Потом изумили меня огромная изба, закопченная дымом и покрытая лоснящейся сажей с потолка до самых лавок, – широкие, устланные поперек досками лавки, называющиеся «нарами», печь без трубы и, наконец, горящая лучина вместо свечи, ущемленная в так называемый светец, который есть не что иное, как железная полоска, разрубленная сверху натрое и воткнутая в деревянную палку с подножкой, так что она может стоять где угодно. В избе не было никакой нечистоты, но только пахло дымом, и непротивно.
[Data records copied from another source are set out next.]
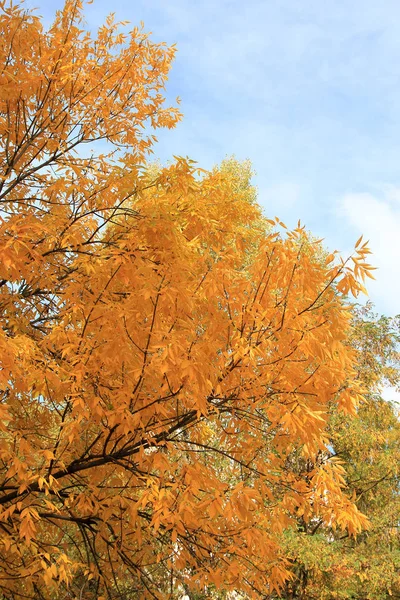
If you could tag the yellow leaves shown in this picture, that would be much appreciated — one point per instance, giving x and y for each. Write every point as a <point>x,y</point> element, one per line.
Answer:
<point>167,365</point>
<point>27,528</point>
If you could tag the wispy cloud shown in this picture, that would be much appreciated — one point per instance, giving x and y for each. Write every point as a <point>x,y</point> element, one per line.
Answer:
<point>309,91</point>
<point>378,217</point>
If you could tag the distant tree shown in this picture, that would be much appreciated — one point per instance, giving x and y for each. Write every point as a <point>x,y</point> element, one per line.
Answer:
<point>163,352</point>
<point>327,563</point>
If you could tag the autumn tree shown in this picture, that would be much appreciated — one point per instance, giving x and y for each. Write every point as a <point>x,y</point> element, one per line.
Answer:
<point>329,564</point>
<point>164,351</point>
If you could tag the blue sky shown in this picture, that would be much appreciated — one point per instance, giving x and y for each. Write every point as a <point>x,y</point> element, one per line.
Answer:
<point>309,91</point>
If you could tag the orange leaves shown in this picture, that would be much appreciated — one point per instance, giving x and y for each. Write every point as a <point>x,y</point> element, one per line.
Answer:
<point>168,364</point>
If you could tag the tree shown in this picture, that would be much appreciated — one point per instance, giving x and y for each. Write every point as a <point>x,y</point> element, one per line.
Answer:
<point>327,563</point>
<point>164,353</point>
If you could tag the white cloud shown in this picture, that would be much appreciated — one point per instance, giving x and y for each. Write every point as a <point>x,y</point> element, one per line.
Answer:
<point>284,195</point>
<point>378,218</point>
<point>390,394</point>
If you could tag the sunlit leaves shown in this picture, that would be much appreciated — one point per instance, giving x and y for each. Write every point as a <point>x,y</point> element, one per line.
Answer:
<point>169,356</point>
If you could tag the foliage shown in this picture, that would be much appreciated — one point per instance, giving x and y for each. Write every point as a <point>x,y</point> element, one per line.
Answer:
<point>328,564</point>
<point>168,362</point>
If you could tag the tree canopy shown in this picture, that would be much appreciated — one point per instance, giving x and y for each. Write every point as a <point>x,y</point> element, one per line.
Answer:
<point>170,358</point>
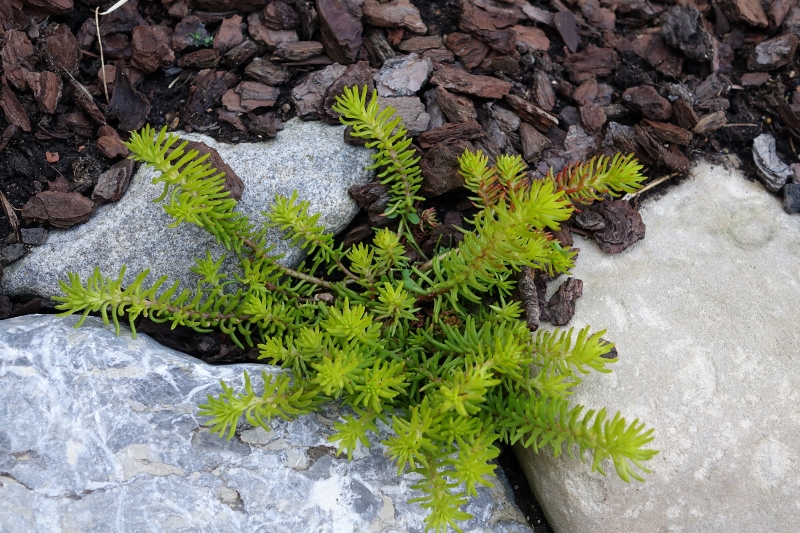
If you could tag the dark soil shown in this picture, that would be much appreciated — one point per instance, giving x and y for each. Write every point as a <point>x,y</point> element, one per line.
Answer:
<point>687,79</point>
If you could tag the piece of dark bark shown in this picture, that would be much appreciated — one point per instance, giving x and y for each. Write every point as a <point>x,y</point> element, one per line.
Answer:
<point>394,14</point>
<point>267,125</point>
<point>684,114</point>
<point>233,183</point>
<point>367,194</point>
<point>60,209</point>
<point>127,105</point>
<point>532,142</point>
<point>648,149</point>
<point>232,118</point>
<point>241,53</point>
<point>469,50</point>
<point>530,39</point>
<point>646,101</point>
<point>531,113</point>
<point>593,117</point>
<point>459,81</point>
<point>621,226</point>
<point>561,305</point>
<point>456,107</point>
<point>60,49</point>
<point>229,34</point>
<point>150,48</point>
<point>14,112</point>
<point>112,184</point>
<point>529,296</point>
<point>567,27</point>
<point>200,59</point>
<point>246,6</point>
<point>85,101</point>
<point>341,30</point>
<point>682,28</point>
<point>420,43</point>
<point>440,167</point>
<point>359,75</point>
<point>297,51</point>
<point>17,56</point>
<point>493,29</point>
<point>543,94</point>
<point>469,130</point>
<point>749,12</point>
<point>268,37</point>
<point>112,147</point>
<point>267,72</point>
<point>47,89</point>
<point>668,133</point>
<point>754,79</point>
<point>205,92</point>
<point>710,123</point>
<point>52,7</point>
<point>279,15</point>
<point>590,63</point>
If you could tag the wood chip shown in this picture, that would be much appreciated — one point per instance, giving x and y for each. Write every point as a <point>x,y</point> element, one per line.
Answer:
<point>461,82</point>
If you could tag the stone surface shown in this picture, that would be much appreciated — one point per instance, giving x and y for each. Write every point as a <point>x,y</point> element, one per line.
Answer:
<point>703,313</point>
<point>403,75</point>
<point>307,156</point>
<point>117,445</point>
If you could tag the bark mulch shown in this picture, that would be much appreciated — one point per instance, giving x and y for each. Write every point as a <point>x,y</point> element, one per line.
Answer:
<point>556,81</point>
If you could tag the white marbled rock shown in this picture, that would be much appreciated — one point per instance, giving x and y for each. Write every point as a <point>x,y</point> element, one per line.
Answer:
<point>309,157</point>
<point>705,313</point>
<point>101,434</point>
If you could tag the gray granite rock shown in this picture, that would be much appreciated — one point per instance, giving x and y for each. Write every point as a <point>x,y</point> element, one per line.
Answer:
<point>101,433</point>
<point>306,156</point>
<point>772,171</point>
<point>403,75</point>
<point>704,313</point>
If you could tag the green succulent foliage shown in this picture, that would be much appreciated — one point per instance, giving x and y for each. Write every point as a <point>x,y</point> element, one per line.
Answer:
<point>438,350</point>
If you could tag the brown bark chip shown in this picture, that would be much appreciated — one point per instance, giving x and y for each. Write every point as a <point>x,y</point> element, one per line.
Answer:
<point>14,112</point>
<point>532,114</point>
<point>52,7</point>
<point>646,101</point>
<point>233,183</point>
<point>590,63</point>
<point>61,52</point>
<point>616,224</point>
<point>562,304</point>
<point>47,89</point>
<point>567,27</point>
<point>440,167</point>
<point>456,107</point>
<point>127,104</point>
<point>150,48</point>
<point>459,81</point>
<point>469,50</point>
<point>17,56</point>
<point>61,209</point>
<point>394,14</point>
<point>467,130</point>
<point>341,30</point>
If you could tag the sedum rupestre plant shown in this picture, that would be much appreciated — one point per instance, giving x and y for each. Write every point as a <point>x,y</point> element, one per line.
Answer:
<point>436,348</point>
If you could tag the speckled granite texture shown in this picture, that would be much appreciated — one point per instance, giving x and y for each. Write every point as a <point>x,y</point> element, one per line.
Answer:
<point>100,434</point>
<point>309,157</point>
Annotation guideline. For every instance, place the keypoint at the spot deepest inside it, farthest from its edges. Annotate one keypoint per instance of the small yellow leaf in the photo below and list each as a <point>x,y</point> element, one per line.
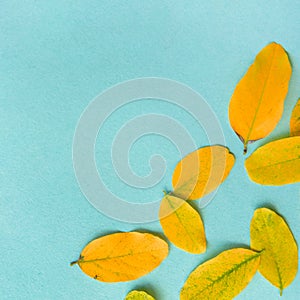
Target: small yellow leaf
<point>201,172</point>
<point>182,224</point>
<point>122,256</point>
<point>276,163</point>
<point>138,295</point>
<point>279,260</point>
<point>295,120</point>
<point>222,277</point>
<point>256,105</point>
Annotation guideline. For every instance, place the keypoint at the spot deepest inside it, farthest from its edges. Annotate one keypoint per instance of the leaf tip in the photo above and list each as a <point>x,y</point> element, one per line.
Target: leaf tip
<point>74,263</point>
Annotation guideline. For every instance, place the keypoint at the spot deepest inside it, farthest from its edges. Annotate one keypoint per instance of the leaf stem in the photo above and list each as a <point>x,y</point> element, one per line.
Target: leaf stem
<point>245,148</point>
<point>74,263</point>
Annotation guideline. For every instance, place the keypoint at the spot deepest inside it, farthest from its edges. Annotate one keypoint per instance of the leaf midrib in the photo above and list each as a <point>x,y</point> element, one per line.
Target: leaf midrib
<point>236,267</point>
<point>81,260</point>
<point>274,164</point>
<point>260,100</point>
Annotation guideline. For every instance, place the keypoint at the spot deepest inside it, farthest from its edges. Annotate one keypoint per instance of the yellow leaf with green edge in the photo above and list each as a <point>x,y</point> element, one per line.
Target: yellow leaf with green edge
<point>182,224</point>
<point>257,103</point>
<point>222,277</point>
<point>138,295</point>
<point>202,171</point>
<point>122,256</point>
<point>279,258</point>
<point>295,120</point>
<point>276,163</point>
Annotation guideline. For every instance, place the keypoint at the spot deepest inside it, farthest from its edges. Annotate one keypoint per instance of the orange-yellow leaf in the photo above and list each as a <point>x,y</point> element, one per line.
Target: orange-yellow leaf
<point>138,295</point>
<point>256,105</point>
<point>182,224</point>
<point>279,258</point>
<point>122,256</point>
<point>295,120</point>
<point>222,277</point>
<point>201,172</point>
<point>276,163</point>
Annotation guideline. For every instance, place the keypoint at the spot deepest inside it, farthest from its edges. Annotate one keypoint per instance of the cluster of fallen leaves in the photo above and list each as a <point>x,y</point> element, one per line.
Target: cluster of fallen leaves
<point>254,111</point>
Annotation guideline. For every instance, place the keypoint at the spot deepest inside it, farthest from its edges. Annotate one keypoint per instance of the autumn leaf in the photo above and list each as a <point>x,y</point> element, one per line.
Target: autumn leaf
<point>201,172</point>
<point>295,120</point>
<point>182,224</point>
<point>256,105</point>
<point>138,295</point>
<point>222,277</point>
<point>122,256</point>
<point>279,260</point>
<point>276,163</point>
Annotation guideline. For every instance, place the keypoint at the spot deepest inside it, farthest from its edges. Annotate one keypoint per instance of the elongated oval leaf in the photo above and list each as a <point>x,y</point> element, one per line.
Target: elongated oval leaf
<point>279,260</point>
<point>138,295</point>
<point>222,277</point>
<point>202,171</point>
<point>182,224</point>
<point>256,105</point>
<point>295,120</point>
<point>276,163</point>
<point>122,256</point>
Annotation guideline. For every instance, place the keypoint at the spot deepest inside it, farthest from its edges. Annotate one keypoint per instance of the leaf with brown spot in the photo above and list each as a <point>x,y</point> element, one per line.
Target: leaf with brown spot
<point>122,256</point>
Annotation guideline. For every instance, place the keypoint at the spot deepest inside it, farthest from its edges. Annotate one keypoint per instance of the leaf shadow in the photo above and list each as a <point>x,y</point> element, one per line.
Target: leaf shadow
<point>148,288</point>
<point>155,233</point>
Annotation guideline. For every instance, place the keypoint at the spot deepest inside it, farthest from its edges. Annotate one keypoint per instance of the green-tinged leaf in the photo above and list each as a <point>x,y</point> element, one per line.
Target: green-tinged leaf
<point>222,277</point>
<point>182,224</point>
<point>279,260</point>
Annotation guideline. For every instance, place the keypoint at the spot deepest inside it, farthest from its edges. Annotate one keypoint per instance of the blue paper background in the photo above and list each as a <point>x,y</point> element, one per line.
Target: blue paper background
<point>58,55</point>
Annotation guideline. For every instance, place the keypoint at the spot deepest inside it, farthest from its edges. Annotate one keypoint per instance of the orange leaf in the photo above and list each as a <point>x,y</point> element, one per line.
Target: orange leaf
<point>122,256</point>
<point>202,171</point>
<point>256,105</point>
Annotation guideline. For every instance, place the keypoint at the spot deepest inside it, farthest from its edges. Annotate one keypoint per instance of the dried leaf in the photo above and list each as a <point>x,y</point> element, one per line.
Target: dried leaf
<point>222,277</point>
<point>122,256</point>
<point>276,163</point>
<point>256,105</point>
<point>138,295</point>
<point>295,120</point>
<point>279,260</point>
<point>202,171</point>
<point>182,224</point>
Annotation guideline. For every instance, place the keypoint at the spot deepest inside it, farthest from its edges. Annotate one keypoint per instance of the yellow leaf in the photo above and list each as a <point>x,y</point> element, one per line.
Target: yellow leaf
<point>201,172</point>
<point>256,105</point>
<point>182,224</point>
<point>276,163</point>
<point>122,256</point>
<point>295,120</point>
<point>222,277</point>
<point>279,260</point>
<point>138,295</point>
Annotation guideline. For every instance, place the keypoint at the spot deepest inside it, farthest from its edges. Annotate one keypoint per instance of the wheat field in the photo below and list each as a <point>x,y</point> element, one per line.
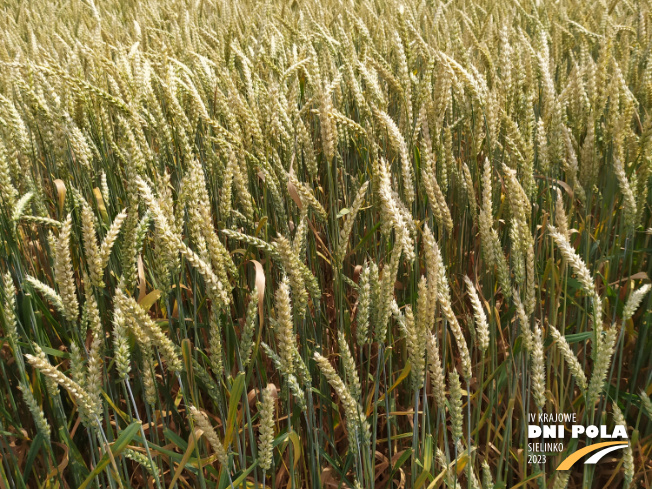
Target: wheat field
<point>323,244</point>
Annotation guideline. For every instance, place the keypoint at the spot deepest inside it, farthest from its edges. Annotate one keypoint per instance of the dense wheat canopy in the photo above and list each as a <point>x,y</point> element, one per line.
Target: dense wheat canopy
<point>329,244</point>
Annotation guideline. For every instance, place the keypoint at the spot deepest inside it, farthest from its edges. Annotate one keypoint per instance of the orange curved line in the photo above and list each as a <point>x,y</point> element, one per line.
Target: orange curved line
<point>575,456</point>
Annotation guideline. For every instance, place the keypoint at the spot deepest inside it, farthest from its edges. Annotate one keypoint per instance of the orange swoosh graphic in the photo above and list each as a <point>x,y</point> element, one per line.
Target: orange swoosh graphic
<point>575,456</point>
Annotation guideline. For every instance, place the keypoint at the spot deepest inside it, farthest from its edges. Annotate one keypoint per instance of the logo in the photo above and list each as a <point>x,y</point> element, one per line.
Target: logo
<point>553,427</point>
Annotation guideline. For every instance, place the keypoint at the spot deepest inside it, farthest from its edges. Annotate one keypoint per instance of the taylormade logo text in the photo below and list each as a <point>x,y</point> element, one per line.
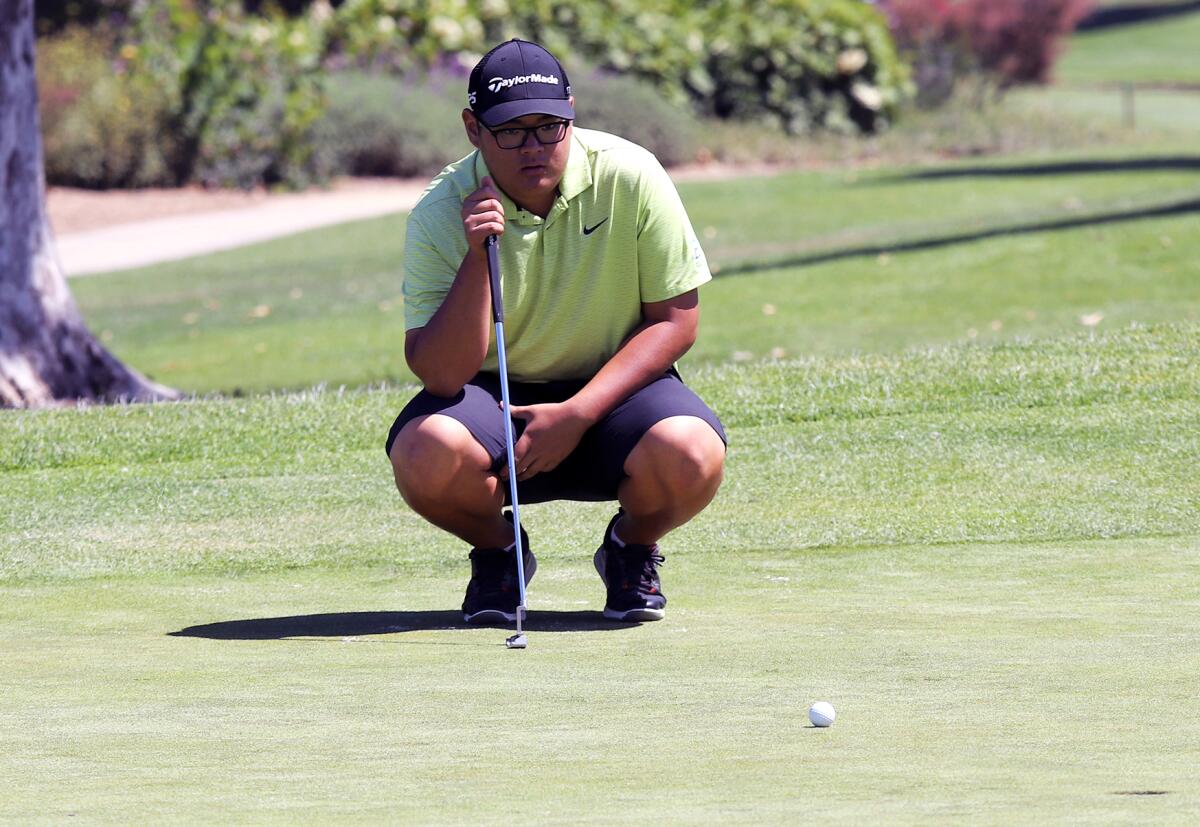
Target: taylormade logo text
<point>497,84</point>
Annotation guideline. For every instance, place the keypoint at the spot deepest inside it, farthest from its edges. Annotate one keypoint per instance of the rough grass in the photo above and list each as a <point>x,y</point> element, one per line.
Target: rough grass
<point>807,262</point>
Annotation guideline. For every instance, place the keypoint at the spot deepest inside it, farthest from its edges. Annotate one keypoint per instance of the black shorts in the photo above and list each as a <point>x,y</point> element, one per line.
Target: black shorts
<point>594,469</point>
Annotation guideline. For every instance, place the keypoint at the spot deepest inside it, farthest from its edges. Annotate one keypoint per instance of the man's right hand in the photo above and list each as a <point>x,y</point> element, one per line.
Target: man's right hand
<point>483,215</point>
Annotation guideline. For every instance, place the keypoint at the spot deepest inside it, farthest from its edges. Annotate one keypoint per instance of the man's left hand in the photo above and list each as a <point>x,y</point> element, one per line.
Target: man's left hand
<point>552,431</point>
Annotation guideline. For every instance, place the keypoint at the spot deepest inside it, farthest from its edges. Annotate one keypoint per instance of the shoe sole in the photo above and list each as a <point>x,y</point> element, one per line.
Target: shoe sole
<point>498,615</point>
<point>631,615</point>
<point>635,615</point>
<point>485,616</point>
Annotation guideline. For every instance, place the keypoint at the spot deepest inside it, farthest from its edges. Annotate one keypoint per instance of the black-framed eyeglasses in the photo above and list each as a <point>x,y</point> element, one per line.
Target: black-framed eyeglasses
<point>515,137</point>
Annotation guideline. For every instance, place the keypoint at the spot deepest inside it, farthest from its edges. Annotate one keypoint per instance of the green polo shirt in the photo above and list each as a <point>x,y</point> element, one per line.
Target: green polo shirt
<point>574,282</point>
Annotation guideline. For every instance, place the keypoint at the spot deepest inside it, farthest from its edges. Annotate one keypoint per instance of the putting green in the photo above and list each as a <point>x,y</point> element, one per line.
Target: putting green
<point>983,683</point>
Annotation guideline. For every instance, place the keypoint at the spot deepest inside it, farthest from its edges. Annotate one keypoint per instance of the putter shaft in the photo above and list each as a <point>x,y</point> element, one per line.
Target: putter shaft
<point>493,273</point>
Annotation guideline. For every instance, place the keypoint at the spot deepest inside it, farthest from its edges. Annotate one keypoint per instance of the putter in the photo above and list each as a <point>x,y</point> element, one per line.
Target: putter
<point>516,641</point>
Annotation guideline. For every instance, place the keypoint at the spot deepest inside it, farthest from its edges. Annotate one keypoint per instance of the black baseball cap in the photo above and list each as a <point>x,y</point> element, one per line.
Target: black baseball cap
<point>519,78</point>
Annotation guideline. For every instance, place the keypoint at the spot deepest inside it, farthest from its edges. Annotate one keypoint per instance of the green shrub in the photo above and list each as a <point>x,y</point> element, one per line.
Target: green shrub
<point>381,124</point>
<point>244,93</point>
<point>803,64</point>
<point>100,123</point>
<point>636,112</point>
<point>388,125</point>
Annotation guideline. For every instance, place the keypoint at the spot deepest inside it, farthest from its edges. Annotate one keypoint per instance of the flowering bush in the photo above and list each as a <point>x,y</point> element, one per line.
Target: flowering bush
<point>1009,41</point>
<point>243,91</point>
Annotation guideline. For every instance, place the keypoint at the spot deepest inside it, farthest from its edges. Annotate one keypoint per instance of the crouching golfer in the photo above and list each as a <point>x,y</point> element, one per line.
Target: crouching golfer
<point>600,270</point>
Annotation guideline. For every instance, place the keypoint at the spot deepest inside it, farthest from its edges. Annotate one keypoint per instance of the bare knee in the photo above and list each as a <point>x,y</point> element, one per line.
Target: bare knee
<point>684,455</point>
<point>430,456</point>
Мы расположились очень удобно на широких нарах. Отец доказывал матери моей, что она напрасно не любит чувашских деревень, что ни у кого нет таких просторных изб и таких широких нар, как у них, и что даже в их избах опрятнее, чем в мордовских и особенно русских; но мать возражала, что чуваши сами очень неопрятны и гадки; против этого отец не спорил, но говорил, что они предобрые и пречестные люди. Светец, с ущемленной в него горящей лучиной, которую надобно было беспрестанно заменять новою, обратил на себя мое особенное внимание; иные лучины горели как-то очень прихотливо: иногда пламя пылало ярко, иногда чуть-чуть перебиралось и вдруг опять сильно вспыхивало; обгоревший, обуглившийся конец лучины то загибался крючком в сторону, то падал, треща, и звеня, и ломаясь; иногда вдруг лучина начинала шипеть, и струйка серого дыма начинала бить, как струйка воды из фонтанчика, вправо или влево. Отец растолковал мне, что это была струйка не дыма, а пара, от сырости, находившейся в лучине. Все это меня очень занимало, и мне было досадно, когда принесли дорожную свечу и погасили лучину. Мы все провели ночь очень спокойно под своими пологами, без которых мы никуда не ездили.

Ночью дождь прошел; хотя утро было прекрасное, но мы выехали не так рано, потому что нам надобно было переехать всего пятнадцать верст до Парашина, где отец хотел пробыть целый день. Слыша часто слово Парашино, я спросил, что это такое? И мне объяснили, что это было большое и богатое село, принадлежавшее тетке моего отца, Прасковье Ивановне Куролесовой, и что мой отец должен был осмотреть в нем все хозяйство и написать своей тетушке, все ли там хорошо, все ли в порядке. Верст за восемь до села пошли парашинские поля, покрытые спелою, высокою и густою рожью, которую уже начали жать.